On the other hand, high steal is not a problem for "cycle soaker" VMs (if you are lucky enough to have them): compute-intensive workloads with lax service levels that can run when there are no cycles needed by anyone else.
Hyper-threading (HTT) is a controversial topic, as it improves performance in some cases, degrades others. With hyper-threading each core runs two CPU threads instead of one, and time-slices the threads (in hardware) onto the core's resources. If one thread is idle or stalls on a cache miss, the other thread can continue to execute - this provides a potential throughput advantage. On the other hand, the fact that both threads are competing for the core's resources, especially level 1 cache ("L1$") means that each thread may run slower than if it owned the entire core.
EDIT: Nice writeup can be found at https://en.wikipedia.org/wiki/Hyper-threading
Each thread is assignable by the Xen hypervisor to a VM virtual CPU, and can be dispatched as a CPU. The performance effect is workload dependent, so must be tested for different workload types.

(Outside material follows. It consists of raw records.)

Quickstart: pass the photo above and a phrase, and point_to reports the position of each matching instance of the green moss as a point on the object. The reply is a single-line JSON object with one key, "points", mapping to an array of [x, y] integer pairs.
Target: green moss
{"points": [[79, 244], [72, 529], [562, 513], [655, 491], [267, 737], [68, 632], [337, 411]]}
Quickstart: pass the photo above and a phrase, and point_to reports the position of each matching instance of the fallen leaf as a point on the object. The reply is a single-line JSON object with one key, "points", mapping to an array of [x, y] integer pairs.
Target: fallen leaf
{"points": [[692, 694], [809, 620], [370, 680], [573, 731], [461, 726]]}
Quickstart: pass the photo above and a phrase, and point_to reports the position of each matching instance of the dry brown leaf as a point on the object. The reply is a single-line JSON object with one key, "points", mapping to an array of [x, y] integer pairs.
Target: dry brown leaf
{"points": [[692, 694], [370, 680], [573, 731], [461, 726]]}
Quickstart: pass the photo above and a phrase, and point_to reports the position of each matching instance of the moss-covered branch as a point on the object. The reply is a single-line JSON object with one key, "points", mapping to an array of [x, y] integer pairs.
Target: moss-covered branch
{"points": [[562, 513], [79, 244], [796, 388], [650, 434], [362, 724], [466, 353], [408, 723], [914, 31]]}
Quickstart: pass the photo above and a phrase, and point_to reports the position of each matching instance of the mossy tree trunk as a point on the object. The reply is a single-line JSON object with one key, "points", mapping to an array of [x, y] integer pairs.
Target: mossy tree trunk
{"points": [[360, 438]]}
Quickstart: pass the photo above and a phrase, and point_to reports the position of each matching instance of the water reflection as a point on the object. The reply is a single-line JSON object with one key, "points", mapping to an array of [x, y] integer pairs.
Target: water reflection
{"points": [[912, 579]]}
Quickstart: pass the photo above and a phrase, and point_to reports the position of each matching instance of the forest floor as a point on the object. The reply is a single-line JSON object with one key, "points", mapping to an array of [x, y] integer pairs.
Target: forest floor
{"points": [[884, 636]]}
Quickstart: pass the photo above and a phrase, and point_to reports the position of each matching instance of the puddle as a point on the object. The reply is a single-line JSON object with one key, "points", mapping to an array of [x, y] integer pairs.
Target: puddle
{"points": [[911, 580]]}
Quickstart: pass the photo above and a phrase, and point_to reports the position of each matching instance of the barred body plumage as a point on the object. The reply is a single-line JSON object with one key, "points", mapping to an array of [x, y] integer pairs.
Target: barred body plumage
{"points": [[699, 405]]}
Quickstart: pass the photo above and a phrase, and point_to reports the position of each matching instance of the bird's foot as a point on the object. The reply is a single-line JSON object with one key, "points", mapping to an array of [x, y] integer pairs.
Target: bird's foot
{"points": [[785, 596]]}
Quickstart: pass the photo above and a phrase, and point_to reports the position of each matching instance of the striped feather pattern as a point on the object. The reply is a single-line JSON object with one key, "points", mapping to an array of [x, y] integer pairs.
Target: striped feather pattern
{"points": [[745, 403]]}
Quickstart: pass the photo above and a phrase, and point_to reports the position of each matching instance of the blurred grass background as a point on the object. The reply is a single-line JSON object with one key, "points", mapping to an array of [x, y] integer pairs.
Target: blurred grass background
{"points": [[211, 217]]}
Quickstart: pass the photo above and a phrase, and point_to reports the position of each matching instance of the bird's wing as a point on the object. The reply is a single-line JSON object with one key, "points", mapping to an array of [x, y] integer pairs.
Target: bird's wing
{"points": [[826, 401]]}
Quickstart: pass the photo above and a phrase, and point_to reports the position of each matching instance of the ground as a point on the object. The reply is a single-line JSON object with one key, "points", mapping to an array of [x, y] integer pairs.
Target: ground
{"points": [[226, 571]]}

In general, hyper-threading is best for multi-threaded applications that can drive multiple vCPUs, but can reduce per-vCPU performance and affect single-thread dominated applications. It needs to be evaluated in the context of the application.
You can determine if hyper-threading is enabled several ways. Log into dom0 on Oracle VM Server and issue the commands shown below on a server that has hyper-threading enabled:
root# dmidecode|grep HTT
HTT (Hyper-threading technology)
HTT (Hyper-threading technology)
root# egrep 'siblings|cpu cores' /proc/cpuinfo | head -2
siblings: 2
This article described CPU management on Oracle VM Server for x86, with an emphasis on reducing NUMA latency, avoiding problems that can come with over-subscription and explaining the effects of hyper-threading. The next article will discuss Xen domain types and virtual I/O.
Blogger's prerogative: I like to tell old war stories and anecdotes about performance. If you don't enjoy them, feel free to stop here! (If you do like them, drop me a note so I know you did :) )
Back in Ye Olde Days, you could simply look at the system to know what was going on. As Yogi Berra said, "You can observe a lot by just watching." On mainframes and minicomputers in days of yore, you could look at the lights on the front panel (we had great computer lights then) and get a clue about activity. No more, alas, whether because of cloud computing, or simply because the systems we work on are in a data center somewhere, or darn it because we just don't put enough lights on the computer.
While working my way through college as Boy Systems Programmer, I had to write a program that searched accounting data on tape (OS/360 SMF data, for those who know what that is) for records matching a list of file names, to see who had accessed or deleted them. I wrote a program that read through the data, which was on 2400 foot tape reels. When I hit the record type for file access, I searched for matches in an in-memory table of interesting file names. I walked into the computer room while the batch job was running and saw that the CPU was pinned (the CPU "WAIT" light was off) and the tape wasn't moving all that fast. Nice thing about the old tape drives: you could watch them spin and judge performance by how fast they moved. "Hmm, that can't be good." Canceled the job, replaced the sequential search through the table of file names with a binary search, and reran it. The 0.5 MIPS (!) CPU was no longer CPU-saturated, and the tape drive was spinning as fast as it could.
Sometimes seeing the system is the best way to even know there's a problem. You can't fix a problem if you don't know you have a problem. We usually can't look at the computer any more, and even if we can it doesn't tell us much, so we have replace tangible observation with the right tools.